I myself wouldn't run Tbol again at 50mg/d. But based upon what I could find it seemed that alot of users were getting positive results from that dose. Better to start of with a generally accepted dose of new compound and adjust upwards if needed. Next time I run it will be at 75mg. I am glad I started out at 50 though to see if it would work for me. It had some positive effect at that dose but I bumped it up to 75mg the last 10days of the run and seemed to get some more positive results from that dose and still didn't experience any negative sides. Could have been the Tbol I was using was slightly underdosed, I don't know, but I have found my sweet spot with it now. As with all these drugs, I think it is prudent to start with a dose that seems to be effective for most people and then adjust up or down to maximize your gains while still minimizing sides.

The Impastable's picture

Beautifully written Makwa. Favorited, +1, and will be using this whenever someone needs reference to a guide.

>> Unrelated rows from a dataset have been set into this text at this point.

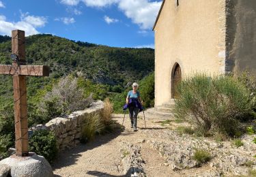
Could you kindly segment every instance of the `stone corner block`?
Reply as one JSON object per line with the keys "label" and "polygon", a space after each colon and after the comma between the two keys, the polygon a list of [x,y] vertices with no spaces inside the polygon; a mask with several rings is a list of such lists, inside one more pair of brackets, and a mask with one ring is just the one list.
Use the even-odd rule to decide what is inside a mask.
{"label": "stone corner block", "polygon": [[15,155],[0,161],[0,165],[10,167],[12,177],[52,177],[53,172],[49,163],[42,156],[29,152],[29,157],[17,157]]}

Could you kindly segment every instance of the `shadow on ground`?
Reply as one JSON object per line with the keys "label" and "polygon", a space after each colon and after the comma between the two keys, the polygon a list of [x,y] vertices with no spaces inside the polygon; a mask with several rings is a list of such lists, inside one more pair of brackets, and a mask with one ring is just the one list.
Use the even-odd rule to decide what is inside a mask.
{"label": "shadow on ground", "polygon": [[71,149],[66,149],[61,152],[56,161],[51,164],[53,170],[60,169],[63,167],[69,166],[76,163],[78,159],[81,157],[81,152],[91,150],[102,144],[108,143],[111,140],[119,136],[124,131],[124,128],[118,123],[118,128],[112,133],[106,133],[102,135],[97,135],[95,140],[86,144],[81,144]]}
{"label": "shadow on ground", "polygon": [[133,173],[134,171],[140,172],[140,169],[137,169],[135,167],[130,167],[127,173],[124,175],[121,176],[116,176],[116,175],[111,175],[106,173],[100,172],[98,171],[88,171],[86,174],[94,176],[99,176],[99,177],[107,177],[107,176],[113,176],[113,177],[126,177],[126,176],[130,176],[131,174]]}

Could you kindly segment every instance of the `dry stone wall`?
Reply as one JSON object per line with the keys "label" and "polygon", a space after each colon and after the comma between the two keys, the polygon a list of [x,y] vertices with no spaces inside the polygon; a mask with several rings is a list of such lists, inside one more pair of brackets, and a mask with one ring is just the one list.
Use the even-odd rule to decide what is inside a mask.
{"label": "dry stone wall", "polygon": [[74,112],[67,117],[57,117],[45,125],[38,125],[30,129],[30,135],[38,129],[47,129],[55,134],[57,146],[60,150],[75,146],[80,142],[83,123],[88,116],[104,108],[104,103],[97,101],[91,104],[89,108]]}

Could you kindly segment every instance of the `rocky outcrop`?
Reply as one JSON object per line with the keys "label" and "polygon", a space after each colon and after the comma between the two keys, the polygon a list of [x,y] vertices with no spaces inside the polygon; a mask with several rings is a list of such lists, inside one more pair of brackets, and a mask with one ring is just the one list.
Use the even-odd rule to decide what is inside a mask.
{"label": "rocky outcrop", "polygon": [[0,177],[7,177],[10,172],[10,167],[5,164],[0,164]]}
{"label": "rocky outcrop", "polygon": [[[147,141],[154,149],[165,158],[167,165],[173,170],[188,170],[197,167],[199,164],[193,158],[197,150],[203,150],[210,153],[211,160],[203,164],[209,167],[208,172],[195,174],[190,176],[221,176],[225,175],[246,175],[251,169],[256,169],[254,155],[256,144],[253,140],[255,135],[244,135],[241,140],[244,145],[236,148],[232,142],[216,142],[214,140],[180,135],[174,131],[163,131],[158,134],[155,131],[151,135],[170,140],[167,141]],[[152,133],[152,131],[151,131]]]}
{"label": "rocky outcrop", "polygon": [[72,112],[67,117],[58,117],[45,125],[38,125],[30,129],[29,135],[38,129],[47,129],[55,134],[57,146],[60,150],[71,148],[80,142],[83,123],[88,116],[99,113],[104,108],[104,103],[98,101],[91,104],[89,108]]}
{"label": "rocky outcrop", "polygon": [[121,150],[122,164],[125,176],[145,176],[143,166],[145,161],[141,155],[141,146],[130,143],[124,143]]}

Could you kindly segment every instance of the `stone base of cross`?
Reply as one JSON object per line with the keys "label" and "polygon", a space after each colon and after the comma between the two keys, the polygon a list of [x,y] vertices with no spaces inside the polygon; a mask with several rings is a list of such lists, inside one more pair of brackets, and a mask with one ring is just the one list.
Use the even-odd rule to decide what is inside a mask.
{"label": "stone base of cross", "polygon": [[26,76],[48,76],[49,67],[43,65],[26,65],[25,31],[12,31],[12,65],[1,65],[0,74],[13,76],[15,148],[17,156],[29,155],[29,135]]}

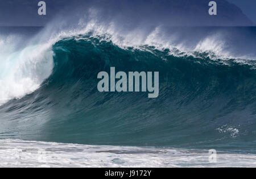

This should be stickies. Looking forward to the updates to include more compounds.

win3200's picture

Very well written sir, ththank you.

konig's picture

Very nice.. Very useful.. Didn't even think of the liver supps 2 weeks before and after..

Makwa's picture

Got ya covered.

rolltide3's picture

Dang Mak another great read glad to have u back abroad Smile

Hustle28's picture

Thank u for posting this makwa

tonytulo's picture

I'm impressed makwa very good write up , sticky worthy if you ask me.

Makwa's picture

Thanks. I definitely I plan on adding to it but I wanted to get it out right away to get some discussion going.